"kafamdan rejim yapıyorum fikrini çıkardım. öyle daha iyi oluyormuş psikolojim açısından. evet ben rejim yapmıyorum. hayır... bildiğin aç geziyorum. hava soğuk... insan aç olunca soğuğu daha çok hissediyormuş... sabah 8 gibi bir adet küp şeker yedim... at gibi. şekerin resmen metabolizmam tarafından işleme sokulduğunu hissettim. bi sıcaklık yayıldı böyle. bünyem şekeri anında parçalarken yayıldı sıcaklık sanırım. yediğim şekere acıdım. absorbe etmek lan bu resmen.

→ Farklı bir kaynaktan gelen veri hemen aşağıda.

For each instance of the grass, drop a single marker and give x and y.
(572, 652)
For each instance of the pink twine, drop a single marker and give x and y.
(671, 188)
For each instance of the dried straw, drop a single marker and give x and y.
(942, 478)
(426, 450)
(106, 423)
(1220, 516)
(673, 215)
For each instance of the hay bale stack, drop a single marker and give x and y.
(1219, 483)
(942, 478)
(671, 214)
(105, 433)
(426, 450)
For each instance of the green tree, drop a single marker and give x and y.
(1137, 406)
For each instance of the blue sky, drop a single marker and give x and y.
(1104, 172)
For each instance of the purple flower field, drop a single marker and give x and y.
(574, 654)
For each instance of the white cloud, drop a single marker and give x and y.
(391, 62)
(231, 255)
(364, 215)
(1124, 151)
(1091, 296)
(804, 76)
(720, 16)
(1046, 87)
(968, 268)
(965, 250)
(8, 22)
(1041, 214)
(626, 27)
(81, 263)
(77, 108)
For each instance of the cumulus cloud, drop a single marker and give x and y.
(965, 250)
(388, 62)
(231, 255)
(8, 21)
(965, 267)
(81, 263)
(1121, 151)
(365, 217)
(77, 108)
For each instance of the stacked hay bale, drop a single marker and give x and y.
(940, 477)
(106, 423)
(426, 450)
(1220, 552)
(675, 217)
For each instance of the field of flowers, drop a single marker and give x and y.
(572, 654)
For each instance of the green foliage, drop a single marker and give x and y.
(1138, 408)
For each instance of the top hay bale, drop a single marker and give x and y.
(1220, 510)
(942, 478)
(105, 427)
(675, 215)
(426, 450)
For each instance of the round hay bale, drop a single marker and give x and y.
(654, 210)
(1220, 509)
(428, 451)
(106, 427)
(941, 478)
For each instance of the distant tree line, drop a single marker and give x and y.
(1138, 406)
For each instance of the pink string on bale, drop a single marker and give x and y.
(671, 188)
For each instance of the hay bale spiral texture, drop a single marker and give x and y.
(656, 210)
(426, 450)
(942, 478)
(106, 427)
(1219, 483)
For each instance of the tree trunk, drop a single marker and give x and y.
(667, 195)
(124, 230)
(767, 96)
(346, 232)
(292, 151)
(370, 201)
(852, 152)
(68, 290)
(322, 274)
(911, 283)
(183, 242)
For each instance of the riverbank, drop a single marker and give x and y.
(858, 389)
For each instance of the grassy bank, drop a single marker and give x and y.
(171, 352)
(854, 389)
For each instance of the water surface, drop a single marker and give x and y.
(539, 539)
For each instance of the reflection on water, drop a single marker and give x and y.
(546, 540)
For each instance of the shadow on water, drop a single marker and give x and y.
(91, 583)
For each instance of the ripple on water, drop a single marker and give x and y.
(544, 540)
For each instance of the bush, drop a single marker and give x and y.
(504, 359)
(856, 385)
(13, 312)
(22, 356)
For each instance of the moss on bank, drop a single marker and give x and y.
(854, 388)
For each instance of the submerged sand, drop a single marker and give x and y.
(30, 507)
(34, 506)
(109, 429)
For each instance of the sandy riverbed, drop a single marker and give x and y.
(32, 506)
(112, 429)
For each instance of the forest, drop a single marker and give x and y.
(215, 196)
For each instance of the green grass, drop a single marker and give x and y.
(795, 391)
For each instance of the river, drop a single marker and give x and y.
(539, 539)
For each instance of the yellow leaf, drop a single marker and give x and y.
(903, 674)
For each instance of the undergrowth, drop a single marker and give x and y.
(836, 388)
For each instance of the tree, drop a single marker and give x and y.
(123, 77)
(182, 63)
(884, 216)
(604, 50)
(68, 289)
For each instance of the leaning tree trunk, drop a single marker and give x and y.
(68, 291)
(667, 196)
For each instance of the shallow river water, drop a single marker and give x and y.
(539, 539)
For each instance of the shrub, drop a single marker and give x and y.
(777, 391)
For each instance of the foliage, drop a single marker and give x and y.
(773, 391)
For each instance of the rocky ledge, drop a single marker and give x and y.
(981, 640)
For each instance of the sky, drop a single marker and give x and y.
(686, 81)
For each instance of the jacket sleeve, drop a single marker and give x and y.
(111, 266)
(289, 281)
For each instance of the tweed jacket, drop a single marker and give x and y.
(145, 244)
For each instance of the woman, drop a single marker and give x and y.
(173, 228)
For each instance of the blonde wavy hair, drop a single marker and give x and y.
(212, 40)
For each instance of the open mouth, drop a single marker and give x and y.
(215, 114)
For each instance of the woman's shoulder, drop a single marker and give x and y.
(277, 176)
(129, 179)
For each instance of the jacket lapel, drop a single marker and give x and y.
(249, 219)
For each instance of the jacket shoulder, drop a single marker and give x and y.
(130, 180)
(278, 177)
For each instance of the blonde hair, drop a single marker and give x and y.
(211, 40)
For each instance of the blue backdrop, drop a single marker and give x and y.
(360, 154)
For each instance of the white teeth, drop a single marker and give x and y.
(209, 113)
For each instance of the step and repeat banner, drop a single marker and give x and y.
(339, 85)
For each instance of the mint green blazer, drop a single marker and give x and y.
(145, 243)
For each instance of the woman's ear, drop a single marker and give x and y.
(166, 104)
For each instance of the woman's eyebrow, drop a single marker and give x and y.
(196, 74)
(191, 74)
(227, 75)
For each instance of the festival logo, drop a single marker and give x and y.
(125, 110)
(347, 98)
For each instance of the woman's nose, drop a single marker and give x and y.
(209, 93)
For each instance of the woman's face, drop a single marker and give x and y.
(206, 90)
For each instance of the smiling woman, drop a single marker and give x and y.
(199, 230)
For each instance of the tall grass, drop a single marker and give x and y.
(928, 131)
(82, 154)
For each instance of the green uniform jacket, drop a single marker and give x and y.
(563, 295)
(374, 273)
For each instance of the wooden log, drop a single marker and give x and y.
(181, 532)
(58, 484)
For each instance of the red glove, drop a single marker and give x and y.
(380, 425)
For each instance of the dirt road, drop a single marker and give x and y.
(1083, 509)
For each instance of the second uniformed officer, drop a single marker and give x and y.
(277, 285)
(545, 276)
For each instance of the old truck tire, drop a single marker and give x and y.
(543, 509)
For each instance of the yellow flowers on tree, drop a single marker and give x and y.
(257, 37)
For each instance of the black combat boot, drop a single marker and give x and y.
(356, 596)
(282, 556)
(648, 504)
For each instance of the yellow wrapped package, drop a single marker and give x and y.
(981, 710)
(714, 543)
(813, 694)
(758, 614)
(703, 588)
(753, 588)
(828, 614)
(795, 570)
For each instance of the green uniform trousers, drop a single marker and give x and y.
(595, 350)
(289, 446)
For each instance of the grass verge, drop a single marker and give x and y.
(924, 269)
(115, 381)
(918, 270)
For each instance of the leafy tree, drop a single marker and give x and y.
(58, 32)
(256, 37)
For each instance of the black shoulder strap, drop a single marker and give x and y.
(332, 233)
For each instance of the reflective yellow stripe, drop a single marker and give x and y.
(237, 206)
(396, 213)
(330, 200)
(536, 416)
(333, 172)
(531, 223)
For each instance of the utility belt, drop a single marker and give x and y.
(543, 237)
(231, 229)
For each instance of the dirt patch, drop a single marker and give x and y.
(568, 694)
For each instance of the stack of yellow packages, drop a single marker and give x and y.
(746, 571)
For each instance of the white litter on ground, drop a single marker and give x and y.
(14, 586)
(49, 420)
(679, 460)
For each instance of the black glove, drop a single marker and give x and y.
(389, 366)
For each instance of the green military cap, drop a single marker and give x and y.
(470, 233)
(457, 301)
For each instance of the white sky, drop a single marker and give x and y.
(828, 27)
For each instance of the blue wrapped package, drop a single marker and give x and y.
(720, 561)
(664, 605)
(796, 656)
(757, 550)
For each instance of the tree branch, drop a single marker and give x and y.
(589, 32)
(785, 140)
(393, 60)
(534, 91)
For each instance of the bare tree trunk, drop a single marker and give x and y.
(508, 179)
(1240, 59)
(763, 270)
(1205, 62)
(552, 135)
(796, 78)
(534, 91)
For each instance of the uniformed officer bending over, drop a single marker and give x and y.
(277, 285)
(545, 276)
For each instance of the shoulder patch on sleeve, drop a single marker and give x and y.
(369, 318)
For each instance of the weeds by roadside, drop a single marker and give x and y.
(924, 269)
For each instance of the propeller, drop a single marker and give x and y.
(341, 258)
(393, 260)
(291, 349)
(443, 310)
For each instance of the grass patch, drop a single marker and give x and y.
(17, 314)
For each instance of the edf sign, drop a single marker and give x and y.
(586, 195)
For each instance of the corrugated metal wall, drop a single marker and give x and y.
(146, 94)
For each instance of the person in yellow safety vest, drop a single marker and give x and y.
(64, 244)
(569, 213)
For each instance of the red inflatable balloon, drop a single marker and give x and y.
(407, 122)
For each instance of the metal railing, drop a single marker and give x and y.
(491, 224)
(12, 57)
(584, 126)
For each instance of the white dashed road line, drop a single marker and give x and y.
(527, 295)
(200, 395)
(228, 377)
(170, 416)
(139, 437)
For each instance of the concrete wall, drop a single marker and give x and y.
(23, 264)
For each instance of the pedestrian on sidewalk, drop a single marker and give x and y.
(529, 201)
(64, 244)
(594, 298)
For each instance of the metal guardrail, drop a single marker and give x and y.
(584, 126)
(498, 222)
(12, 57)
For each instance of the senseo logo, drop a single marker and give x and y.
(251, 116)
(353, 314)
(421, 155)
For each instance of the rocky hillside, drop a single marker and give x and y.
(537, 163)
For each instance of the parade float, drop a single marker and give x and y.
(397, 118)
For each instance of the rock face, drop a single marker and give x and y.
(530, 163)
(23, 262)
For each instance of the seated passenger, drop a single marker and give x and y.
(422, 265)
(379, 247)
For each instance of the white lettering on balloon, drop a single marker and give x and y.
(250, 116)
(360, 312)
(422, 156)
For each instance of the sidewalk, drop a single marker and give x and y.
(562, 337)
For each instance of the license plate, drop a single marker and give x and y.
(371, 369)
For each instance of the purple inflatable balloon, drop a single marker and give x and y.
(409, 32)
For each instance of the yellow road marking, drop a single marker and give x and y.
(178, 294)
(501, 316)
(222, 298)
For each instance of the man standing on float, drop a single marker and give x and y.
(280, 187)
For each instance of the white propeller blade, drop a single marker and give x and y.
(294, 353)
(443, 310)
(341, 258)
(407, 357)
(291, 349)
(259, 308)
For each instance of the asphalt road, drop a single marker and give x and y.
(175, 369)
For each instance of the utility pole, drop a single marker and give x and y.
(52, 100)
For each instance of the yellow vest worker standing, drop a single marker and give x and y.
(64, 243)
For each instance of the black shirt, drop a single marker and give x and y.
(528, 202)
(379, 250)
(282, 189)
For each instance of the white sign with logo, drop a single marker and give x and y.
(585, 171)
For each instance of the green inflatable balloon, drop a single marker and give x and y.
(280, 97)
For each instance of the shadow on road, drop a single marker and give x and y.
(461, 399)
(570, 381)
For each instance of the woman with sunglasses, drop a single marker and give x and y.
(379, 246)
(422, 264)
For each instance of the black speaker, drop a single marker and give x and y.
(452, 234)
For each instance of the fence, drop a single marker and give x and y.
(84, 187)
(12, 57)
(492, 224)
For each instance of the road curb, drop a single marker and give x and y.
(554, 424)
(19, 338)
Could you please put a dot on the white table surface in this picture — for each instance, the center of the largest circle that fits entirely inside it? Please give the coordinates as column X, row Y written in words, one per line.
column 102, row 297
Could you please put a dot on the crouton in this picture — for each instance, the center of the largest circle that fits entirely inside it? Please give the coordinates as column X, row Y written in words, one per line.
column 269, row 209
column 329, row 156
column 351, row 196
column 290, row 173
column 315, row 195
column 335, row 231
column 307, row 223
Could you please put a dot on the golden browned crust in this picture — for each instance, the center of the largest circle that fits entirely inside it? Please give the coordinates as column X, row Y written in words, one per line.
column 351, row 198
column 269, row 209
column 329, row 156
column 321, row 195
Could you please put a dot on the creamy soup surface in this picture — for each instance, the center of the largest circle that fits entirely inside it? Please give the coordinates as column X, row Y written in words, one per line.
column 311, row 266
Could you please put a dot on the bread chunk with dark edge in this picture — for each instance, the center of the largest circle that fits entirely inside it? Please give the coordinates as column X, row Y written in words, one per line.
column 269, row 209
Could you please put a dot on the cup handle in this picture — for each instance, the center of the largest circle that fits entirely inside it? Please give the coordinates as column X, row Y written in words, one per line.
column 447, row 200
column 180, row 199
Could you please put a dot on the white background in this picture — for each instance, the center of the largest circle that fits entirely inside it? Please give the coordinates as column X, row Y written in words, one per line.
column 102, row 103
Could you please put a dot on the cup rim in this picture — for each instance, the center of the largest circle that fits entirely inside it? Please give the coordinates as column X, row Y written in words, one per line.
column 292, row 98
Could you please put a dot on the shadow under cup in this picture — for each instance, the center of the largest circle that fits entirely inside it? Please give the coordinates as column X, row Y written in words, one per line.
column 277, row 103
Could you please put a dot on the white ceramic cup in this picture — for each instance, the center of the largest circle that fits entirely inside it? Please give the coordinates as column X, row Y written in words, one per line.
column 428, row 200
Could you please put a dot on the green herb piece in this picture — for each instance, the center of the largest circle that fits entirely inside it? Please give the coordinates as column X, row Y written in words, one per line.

elim herhangi bir yiyeceğe gidince önce göbeğimi elimle sıkıyorum. kendime kendimi hatırlatıyorum. sonra bacağımı sallıyorum 6-7 saniye. zaten bacağımı şöyle bir sallayınca yağların dalgalanıp da durulması 6-7 saniye sürüyor. sonra da şu klibi açıyorum:
kendimle konuşuyorum: "sen bi shakira nın kıçına sahip değilsin birfincancay! bi rihanna değilsin birfincancay! neden? çünkü şişmansın! zayıflayacaksın! bak kadınlar öyle şahane-i mahlukat numuneleri ki şehvetten birbirlerini elliyorlar! zayıflayacaksın! bak bak karılara bak! gör!" diyorum. sonra ağlamaya başlıyorum... ağlamak da bir su kaybı.. güzel güzel.
kuyu suyundan hallice olan bol mineralli sular içiyorum. bisküvi değil saman yiyorum. tuzsuz çekirdeğin manasızlığını tadıyorum. şekersiz çaya döndüm... üşüyorum...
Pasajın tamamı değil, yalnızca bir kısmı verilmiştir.